Well… I just focus on making the paintings I want to make, with out exhibiting in mind. If some of my paintings are then part of shows, that’s wonderful. Of course, if it’s a large solo show and it’s all new work then of course you can’t help but get to a point when you look at the paintings you’ve made and the ones you’re making and you do start to think a little bit about how that body of work will come together when it’s exhibited. Because in that situation the paintings are made in a year or two years leading up an exhibition they can’t help but share visual relationships – even if it’s a reaction against one another- conceptually and materially. 

Then the fantastic opportunity with the group shows is that it’s possible to exhibit work from over greater period of time, so in the Saatchi exhibition I had a painting from 2005 and the latest one was 2010. With the British Art Show I was involved with the curators in choosing which of my paintings would be part of the exhibition. They range from 2008 to 2011. 

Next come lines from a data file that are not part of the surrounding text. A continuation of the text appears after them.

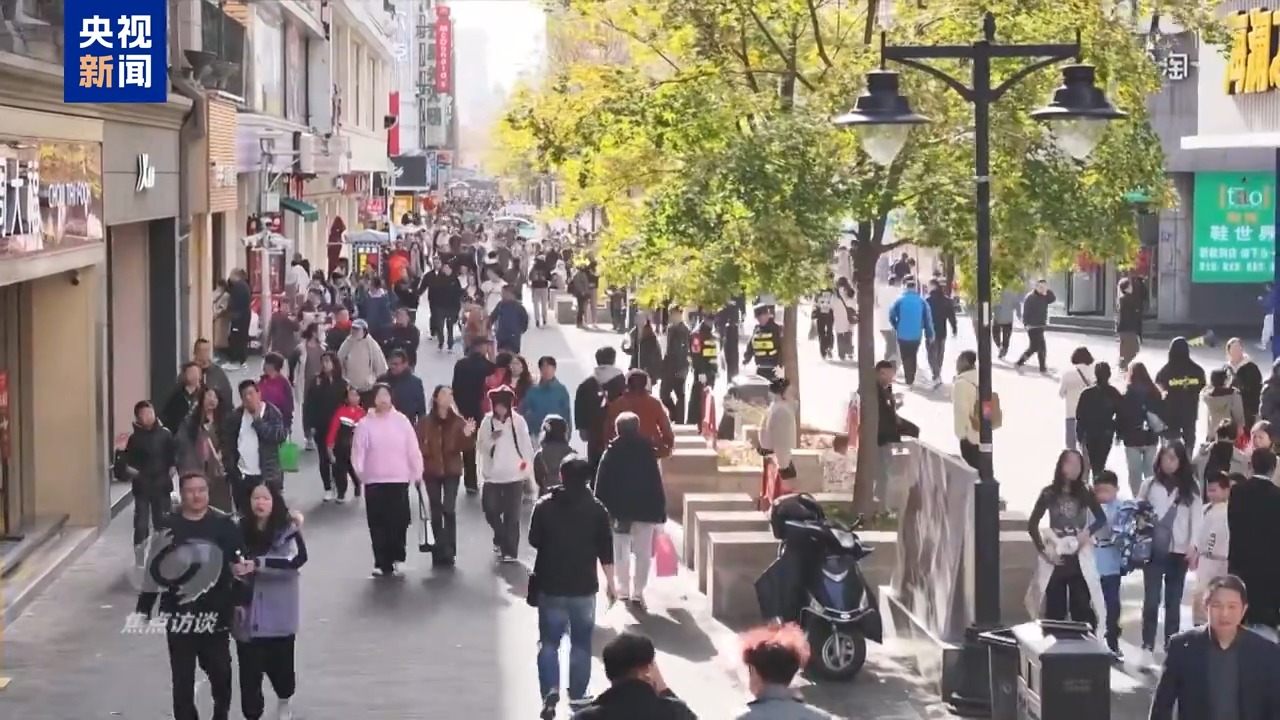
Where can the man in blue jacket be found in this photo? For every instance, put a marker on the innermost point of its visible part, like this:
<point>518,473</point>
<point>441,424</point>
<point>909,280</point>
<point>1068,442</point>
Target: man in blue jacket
<point>913,322</point>
<point>547,397</point>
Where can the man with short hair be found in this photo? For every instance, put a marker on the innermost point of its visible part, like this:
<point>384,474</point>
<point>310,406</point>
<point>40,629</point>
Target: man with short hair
<point>408,396</point>
<point>255,431</point>
<point>1220,670</point>
<point>196,619</point>
<point>636,687</point>
<point>570,531</point>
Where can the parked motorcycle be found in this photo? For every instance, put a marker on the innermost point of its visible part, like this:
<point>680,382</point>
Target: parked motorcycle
<point>817,583</point>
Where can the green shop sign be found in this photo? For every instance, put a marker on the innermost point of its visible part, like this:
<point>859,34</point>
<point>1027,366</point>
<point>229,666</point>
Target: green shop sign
<point>1234,235</point>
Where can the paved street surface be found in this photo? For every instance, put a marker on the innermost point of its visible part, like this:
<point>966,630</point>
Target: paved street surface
<point>433,645</point>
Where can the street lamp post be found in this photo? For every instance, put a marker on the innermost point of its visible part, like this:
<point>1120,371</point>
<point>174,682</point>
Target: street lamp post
<point>1078,114</point>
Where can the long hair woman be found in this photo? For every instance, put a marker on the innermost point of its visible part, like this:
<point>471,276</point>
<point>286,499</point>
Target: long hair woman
<point>1074,516</point>
<point>266,621</point>
<point>444,436</point>
<point>387,459</point>
<point>323,399</point>
<point>200,443</point>
<point>1175,500</point>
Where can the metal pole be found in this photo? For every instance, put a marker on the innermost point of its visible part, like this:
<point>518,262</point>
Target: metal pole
<point>986,502</point>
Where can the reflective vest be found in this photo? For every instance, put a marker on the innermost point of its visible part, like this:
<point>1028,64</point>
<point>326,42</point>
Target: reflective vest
<point>764,345</point>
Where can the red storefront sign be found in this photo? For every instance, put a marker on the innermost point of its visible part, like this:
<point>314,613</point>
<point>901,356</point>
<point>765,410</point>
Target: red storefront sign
<point>4,417</point>
<point>443,50</point>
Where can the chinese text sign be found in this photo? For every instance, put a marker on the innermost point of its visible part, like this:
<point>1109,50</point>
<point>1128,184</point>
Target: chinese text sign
<point>1233,238</point>
<point>115,53</point>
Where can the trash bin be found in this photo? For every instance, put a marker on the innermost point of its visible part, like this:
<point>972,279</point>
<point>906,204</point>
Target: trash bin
<point>1065,671</point>
<point>1004,662</point>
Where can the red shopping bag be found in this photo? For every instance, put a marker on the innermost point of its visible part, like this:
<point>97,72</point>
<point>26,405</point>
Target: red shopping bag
<point>664,560</point>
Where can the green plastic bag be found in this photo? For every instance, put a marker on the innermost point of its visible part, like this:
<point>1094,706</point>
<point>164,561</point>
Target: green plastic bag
<point>289,454</point>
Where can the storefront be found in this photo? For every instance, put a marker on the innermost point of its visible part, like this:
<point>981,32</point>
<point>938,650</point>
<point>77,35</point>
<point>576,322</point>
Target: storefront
<point>140,200</point>
<point>53,320</point>
<point>213,201</point>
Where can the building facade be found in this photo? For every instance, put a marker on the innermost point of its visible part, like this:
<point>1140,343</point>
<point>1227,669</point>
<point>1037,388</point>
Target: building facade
<point>71,215</point>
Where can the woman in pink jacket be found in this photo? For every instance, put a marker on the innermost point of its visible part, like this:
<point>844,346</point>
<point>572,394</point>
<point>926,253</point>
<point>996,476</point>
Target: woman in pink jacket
<point>387,459</point>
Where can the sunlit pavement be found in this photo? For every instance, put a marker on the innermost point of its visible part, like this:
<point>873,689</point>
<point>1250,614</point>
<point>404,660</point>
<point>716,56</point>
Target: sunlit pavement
<point>456,643</point>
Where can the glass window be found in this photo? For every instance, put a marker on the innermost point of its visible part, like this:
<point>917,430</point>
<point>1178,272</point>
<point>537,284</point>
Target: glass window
<point>296,74</point>
<point>268,63</point>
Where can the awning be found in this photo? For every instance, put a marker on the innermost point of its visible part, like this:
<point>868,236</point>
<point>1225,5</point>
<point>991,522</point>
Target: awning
<point>305,210</point>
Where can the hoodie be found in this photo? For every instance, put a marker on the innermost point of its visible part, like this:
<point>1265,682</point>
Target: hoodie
<point>545,397</point>
<point>503,447</point>
<point>1182,379</point>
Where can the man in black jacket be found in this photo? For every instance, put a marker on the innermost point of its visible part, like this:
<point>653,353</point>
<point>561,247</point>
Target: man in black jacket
<point>403,336</point>
<point>944,313</point>
<point>570,529</point>
<point>629,484</point>
<point>593,397</point>
<point>469,390</point>
<point>407,392</point>
<point>636,687</point>
<point>190,568</point>
<point>149,461</point>
<point>1221,669</point>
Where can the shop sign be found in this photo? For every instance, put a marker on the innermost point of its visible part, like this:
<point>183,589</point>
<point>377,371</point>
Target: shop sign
<point>50,195</point>
<point>1233,231</point>
<point>115,57</point>
<point>1252,65</point>
<point>146,173</point>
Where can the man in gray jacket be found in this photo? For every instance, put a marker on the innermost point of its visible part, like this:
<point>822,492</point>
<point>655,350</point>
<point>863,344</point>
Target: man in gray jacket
<point>1002,319</point>
<point>1034,317</point>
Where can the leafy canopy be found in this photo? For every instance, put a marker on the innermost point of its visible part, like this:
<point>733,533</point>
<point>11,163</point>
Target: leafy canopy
<point>702,127</point>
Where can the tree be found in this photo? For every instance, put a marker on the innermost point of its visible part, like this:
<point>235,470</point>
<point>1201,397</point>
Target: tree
<point>714,155</point>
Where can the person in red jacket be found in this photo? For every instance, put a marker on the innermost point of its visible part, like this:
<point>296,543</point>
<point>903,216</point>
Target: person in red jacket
<point>338,443</point>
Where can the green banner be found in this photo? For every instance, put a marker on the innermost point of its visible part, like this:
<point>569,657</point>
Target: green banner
<point>1233,228</point>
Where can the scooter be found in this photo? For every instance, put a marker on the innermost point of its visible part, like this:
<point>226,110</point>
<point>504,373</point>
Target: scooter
<point>817,572</point>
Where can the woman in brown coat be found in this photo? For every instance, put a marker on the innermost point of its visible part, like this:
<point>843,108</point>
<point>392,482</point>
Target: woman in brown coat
<point>444,436</point>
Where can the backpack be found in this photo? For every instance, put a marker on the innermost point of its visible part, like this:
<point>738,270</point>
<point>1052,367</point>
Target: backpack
<point>494,447</point>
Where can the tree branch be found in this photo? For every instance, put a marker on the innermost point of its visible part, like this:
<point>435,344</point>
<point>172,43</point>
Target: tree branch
<point>782,54</point>
<point>817,35</point>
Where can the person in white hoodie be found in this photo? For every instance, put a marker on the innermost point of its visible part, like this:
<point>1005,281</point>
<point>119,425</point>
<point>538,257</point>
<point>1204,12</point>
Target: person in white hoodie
<point>362,360</point>
<point>1073,383</point>
<point>504,452</point>
<point>1212,542</point>
<point>886,295</point>
<point>1175,500</point>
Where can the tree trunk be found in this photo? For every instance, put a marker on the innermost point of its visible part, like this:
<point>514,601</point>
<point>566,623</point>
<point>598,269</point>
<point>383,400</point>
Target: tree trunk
<point>791,356</point>
<point>865,254</point>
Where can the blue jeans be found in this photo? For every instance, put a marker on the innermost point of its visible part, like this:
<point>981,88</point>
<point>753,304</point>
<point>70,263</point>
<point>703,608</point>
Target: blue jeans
<point>1164,578</point>
<point>1111,600</point>
<point>1141,461</point>
<point>558,616</point>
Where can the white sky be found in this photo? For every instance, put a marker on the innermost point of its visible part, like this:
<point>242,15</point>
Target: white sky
<point>515,31</point>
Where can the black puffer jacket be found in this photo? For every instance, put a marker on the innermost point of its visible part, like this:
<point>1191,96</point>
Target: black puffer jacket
<point>629,481</point>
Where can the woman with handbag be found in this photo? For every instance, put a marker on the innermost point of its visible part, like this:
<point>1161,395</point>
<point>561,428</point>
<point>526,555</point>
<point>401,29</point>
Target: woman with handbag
<point>444,436</point>
<point>266,623</point>
<point>1175,502</point>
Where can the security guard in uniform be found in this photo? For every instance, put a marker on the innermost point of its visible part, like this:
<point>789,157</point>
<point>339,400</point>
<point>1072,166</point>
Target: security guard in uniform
<point>766,343</point>
<point>704,361</point>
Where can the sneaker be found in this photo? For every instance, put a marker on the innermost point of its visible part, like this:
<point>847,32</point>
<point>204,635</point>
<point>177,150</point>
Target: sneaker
<point>549,705</point>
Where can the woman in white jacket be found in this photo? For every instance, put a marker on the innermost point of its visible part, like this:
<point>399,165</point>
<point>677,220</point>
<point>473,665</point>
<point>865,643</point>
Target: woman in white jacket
<point>504,454</point>
<point>1073,383</point>
<point>1175,501</point>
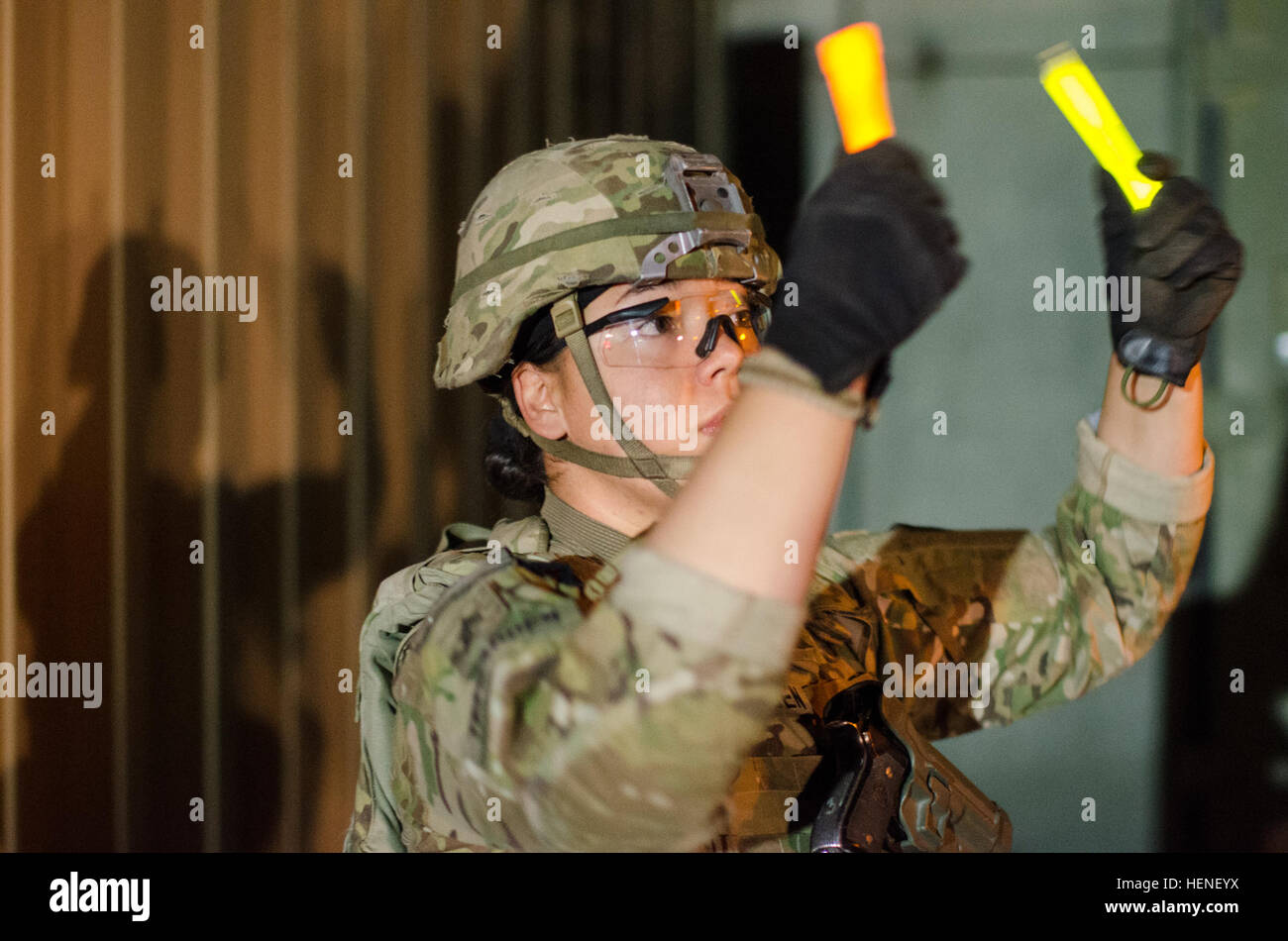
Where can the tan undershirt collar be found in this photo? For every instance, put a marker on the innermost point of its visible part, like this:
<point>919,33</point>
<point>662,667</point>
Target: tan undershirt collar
<point>575,533</point>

How do you go about that editing process?
I suppose it’s close to how I make the work because it’s a combination of being instinctive but also looking at them formally, how they work as a group of paintings. In some ways, if you’re in a group show and you have the opportunity to show more than one painting then it’s not only about the individual works but also explaining to people what you’re interested in, what the focus is in your body of work. That’s what I’ll hope to achieve when exhibiting smaller group of paintings. 

Being picked for two exhibitions on cutting edge British art is no mean feat, what’s the biggest benefit for you being in these shows?
I do feel very fortunate to have had the opportunity to see my work in both of those contexts, especially seeing my work near sculpture, near all the other artwork that they’ve been displayed near. I find that’s something I learn from. You learn something from seeing your work in different contexts. Seeing my paintings have to work near sculpture or photography or performance, that’s exciting for me- to see them in that context. 

It definitely changes a painting when it is shown with other media rather than a pure painting exhibition. 
We haven’t really spoken about the aspect of the work having a physical quality, the record of them being made is really important, the feeling of them having been touched or worked with. Though I am sometimes using marks that are more graphic or create ways of removing a handmade mark, like using spray-paint for instance or sometimes simple stenciling techniques, how they are made is still evident. It’s about the materiality of the paintings and about them having a physical presence; not being windows to somewhere, that the scale is part of our space and part of the language of the subject of the painting, rather than if they were leading to another world. It’s probably why I really like seeing them with sculpture. There’s nothing about illusion in the paintings, I want the paint to still be paint and the marks to be quite clear as to how they were made. That can be quite magical when you stand in front of a painting and you can almost feel it being made.